OBJECTIVE To identify barriers and enabling features associated with MOC and how MOC can be changed to better accomplish its intended purposes.
DESIGN, SETTING, AND PARTICIPANTS Grounded theory focus group study of 50 board-certified primary care and subspecialist internal medicine and family medicine physicians in an academic medical center and outlying community sites.
EXPOSURES Eleven focus groups.
MAIN OUTCOMES AND MEASURES Constant comparativemethod to analyze transcripts and identify themes related to MOC perceptions and purposes and to construct a model to guide improvement.
RESULTS Participants identified misalignments between the espoused purposes of MOC (eg, to promote high-quality care, commitment to the profession, lifelong learning, and the science of quality improvement) and MOC as currently implemented.
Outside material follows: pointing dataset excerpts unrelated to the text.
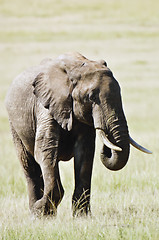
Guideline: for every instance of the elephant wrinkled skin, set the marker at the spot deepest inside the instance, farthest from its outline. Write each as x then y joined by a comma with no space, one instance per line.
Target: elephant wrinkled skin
54,111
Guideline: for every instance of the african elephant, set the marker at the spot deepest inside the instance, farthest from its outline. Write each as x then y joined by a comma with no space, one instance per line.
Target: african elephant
54,112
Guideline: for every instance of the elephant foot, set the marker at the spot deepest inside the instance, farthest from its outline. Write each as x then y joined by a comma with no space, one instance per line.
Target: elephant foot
44,207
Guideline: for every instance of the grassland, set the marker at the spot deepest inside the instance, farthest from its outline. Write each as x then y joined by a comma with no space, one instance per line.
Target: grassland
125,204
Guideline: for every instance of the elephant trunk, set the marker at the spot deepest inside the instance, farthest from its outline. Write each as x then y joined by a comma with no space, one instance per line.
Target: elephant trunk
115,158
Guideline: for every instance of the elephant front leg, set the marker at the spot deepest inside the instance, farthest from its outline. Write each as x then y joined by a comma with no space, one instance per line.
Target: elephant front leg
83,162
46,154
At present, MOC is perceived by physicians as an inefficient and logistically difficult activity for learning or assessment, often irrelevant to practice, and of little benefit to physicians, patients, or society. To resolve these misalignments, we propose a model that invites increased support from organizations, effectiveness and relevance of learning activities, value to physicians, integration with clinical practice, and coherence across MOC tasks.
CONCLUSIONS AND RELEVANCE Physicians view MOC as an unnecessarily complex process that is misaligned with its purposes. Acknowledging and correcting these misalignments will help MOC meet physicians' needs and improve patient care.
IMPORTANCE Despite general support for the goals of maintenance of certification (MOC), concerns have been raised about its effectiveness, relevance, and value.